Greece and its lenders are due to get back down to business on Saturday with a meeting of the Brussels Group that Athens hopes will result in an interim agreement by the end of the month at the latest.
Officials from Greece, the International Monetary Fund, the European Central Bank, the European Commission and the European Stability Mechanism are due to meet on Saturday in Paris, according to sources, to resume negotiations over the reform package Athens must adopt to secure further bailout funding.
Finance Minister Yanis Varoufakis met with ECB President Mario Draghi in Washington Friday on the sidelines of the IMF and World Bank Spring Meetings.

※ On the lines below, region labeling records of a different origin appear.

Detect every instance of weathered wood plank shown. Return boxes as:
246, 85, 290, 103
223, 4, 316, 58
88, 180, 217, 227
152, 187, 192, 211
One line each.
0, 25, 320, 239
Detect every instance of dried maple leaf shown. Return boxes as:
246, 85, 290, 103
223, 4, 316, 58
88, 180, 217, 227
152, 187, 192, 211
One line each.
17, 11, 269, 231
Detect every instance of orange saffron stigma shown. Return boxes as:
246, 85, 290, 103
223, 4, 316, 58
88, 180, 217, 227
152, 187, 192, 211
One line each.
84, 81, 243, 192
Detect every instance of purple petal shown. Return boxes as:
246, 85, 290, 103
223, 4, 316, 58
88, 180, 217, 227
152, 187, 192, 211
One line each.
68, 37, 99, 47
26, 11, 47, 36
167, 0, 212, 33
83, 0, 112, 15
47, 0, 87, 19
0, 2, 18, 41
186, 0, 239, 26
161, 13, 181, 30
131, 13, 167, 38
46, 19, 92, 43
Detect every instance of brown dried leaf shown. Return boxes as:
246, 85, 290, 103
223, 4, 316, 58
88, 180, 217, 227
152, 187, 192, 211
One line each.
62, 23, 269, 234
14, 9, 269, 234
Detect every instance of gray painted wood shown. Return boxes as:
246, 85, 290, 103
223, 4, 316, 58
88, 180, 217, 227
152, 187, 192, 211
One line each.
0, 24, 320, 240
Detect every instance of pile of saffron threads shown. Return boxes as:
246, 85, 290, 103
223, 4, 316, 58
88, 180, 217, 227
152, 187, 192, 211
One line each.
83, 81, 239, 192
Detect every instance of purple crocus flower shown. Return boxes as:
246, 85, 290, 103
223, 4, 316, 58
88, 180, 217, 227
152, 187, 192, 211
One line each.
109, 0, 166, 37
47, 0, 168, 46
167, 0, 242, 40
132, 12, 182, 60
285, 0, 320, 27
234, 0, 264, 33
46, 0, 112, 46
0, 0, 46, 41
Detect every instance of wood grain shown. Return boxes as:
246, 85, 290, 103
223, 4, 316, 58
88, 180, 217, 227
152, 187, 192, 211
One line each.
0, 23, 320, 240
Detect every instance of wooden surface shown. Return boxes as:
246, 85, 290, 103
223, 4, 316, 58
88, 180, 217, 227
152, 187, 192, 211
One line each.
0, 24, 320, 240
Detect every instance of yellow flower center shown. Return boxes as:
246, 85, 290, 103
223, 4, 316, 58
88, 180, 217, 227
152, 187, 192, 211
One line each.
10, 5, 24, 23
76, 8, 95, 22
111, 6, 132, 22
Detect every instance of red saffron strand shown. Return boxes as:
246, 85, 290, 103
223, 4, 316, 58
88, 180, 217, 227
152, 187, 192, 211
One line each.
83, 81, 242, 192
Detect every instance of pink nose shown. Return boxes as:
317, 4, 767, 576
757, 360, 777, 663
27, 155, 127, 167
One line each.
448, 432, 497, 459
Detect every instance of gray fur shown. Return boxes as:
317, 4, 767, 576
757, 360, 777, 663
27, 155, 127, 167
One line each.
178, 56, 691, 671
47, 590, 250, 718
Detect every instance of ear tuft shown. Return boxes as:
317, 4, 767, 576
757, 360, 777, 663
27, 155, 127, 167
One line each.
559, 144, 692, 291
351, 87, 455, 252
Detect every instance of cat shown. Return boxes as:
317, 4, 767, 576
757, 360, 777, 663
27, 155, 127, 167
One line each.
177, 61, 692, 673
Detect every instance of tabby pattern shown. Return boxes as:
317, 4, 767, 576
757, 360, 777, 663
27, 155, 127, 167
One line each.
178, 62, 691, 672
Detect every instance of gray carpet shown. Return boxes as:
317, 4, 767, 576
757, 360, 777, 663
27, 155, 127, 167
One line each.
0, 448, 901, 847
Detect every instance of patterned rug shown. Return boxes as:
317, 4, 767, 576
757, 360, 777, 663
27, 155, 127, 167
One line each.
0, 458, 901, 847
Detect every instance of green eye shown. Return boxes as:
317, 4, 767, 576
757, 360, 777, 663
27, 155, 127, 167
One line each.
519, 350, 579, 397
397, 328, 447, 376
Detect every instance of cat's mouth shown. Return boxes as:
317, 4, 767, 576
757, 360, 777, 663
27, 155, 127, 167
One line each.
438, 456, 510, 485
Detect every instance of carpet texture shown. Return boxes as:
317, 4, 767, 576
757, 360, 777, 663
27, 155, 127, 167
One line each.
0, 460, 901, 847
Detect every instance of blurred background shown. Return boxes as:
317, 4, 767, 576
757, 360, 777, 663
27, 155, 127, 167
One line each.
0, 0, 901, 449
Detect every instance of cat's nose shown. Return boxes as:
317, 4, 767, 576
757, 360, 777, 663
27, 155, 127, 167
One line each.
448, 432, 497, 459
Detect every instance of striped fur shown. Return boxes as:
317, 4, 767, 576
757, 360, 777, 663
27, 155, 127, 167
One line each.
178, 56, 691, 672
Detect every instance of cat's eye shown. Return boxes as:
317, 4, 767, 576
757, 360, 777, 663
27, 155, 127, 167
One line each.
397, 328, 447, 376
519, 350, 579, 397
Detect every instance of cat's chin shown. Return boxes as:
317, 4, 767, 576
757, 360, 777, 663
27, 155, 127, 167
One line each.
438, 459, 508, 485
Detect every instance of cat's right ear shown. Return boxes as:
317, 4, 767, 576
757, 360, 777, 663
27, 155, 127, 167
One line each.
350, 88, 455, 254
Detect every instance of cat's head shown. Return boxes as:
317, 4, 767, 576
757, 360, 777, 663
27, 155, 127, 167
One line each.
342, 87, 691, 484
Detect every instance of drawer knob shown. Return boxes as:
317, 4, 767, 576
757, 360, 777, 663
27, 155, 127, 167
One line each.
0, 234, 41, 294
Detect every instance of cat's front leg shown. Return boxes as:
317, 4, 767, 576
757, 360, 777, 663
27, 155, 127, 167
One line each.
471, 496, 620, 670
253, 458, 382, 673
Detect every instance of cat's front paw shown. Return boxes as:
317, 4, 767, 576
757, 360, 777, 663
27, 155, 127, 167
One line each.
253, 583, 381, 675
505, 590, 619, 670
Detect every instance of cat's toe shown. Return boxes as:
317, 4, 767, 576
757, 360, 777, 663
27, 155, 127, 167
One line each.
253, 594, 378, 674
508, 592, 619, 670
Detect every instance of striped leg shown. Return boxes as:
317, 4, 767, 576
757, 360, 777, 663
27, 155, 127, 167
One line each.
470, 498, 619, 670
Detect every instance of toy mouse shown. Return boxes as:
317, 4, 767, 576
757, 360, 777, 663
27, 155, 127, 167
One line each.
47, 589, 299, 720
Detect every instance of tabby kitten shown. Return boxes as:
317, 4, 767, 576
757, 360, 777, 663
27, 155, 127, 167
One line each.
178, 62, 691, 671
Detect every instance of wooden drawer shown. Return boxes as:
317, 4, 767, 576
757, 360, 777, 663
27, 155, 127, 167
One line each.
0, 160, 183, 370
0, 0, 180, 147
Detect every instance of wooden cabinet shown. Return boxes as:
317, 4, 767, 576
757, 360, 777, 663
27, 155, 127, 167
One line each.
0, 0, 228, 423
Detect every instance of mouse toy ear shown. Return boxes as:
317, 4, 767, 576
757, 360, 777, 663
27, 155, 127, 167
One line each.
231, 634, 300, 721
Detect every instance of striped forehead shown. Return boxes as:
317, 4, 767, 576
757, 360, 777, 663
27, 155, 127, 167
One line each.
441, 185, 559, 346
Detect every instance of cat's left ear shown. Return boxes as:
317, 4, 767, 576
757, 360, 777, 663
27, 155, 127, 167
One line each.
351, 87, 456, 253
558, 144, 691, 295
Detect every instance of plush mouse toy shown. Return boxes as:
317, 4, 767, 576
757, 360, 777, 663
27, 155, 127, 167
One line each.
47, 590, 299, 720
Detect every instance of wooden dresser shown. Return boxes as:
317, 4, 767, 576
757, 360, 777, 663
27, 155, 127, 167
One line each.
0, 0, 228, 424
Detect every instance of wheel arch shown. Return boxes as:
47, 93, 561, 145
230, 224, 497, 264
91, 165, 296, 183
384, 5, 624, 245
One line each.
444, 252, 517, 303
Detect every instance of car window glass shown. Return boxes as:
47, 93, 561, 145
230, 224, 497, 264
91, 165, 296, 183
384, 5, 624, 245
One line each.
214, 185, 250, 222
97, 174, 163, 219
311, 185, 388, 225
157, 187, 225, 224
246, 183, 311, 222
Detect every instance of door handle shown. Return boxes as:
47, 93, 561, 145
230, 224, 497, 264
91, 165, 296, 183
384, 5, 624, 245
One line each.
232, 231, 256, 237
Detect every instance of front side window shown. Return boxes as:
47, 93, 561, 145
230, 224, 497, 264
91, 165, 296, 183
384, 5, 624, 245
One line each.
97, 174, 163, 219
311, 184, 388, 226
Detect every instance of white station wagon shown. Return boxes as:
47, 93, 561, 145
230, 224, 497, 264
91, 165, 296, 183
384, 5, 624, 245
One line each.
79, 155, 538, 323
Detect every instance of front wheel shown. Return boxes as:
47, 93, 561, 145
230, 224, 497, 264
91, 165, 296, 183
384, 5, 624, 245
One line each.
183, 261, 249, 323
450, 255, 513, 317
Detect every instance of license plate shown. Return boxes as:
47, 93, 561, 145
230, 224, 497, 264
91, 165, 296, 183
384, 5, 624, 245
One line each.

The two men spoke for an hour and, according to sources, took a detailed look at how discussions between Greece and its lenders should progress between now and the Eurogroup meeting on April 24.
“We spoke about the day-by-day process, as I did with Mrs [Christine] Lagarde,” said Varoufakis, who met with the IMF managing director earlier in the week.
Earlier, the Greek finance minister also had a brief discussion with US President Barack Obama on the sidelines of an event at the White House in honor of Greek Independence Day. Sources said the informal encounter lasted for 12 minutes.
Obama also met on Friday with Italian Prime Minister Matteo Renzi and in a joint press conference after the talks urged Greece to carry out reforms.
“Greece needs to initiate reforms,” Obama said. “They have to collect taxes. They have to reduce their bureaucracy, [institute] more flexible labor practices,” he added.
“We will be supportive of some flexibilities in how you move forward so that you can make investments and it’s not just squeezing blood from a stone,” Obama said he told Tsipras after the prime minister took office in January.
The American president said Greek leaders have “tough decisions” to make.
Renzi also stressed the need for Greece and its partners to reach a deal. “We must absolutely strongly work to achieve an agreement,” Renzi said, adding that Greece had to implement reforms.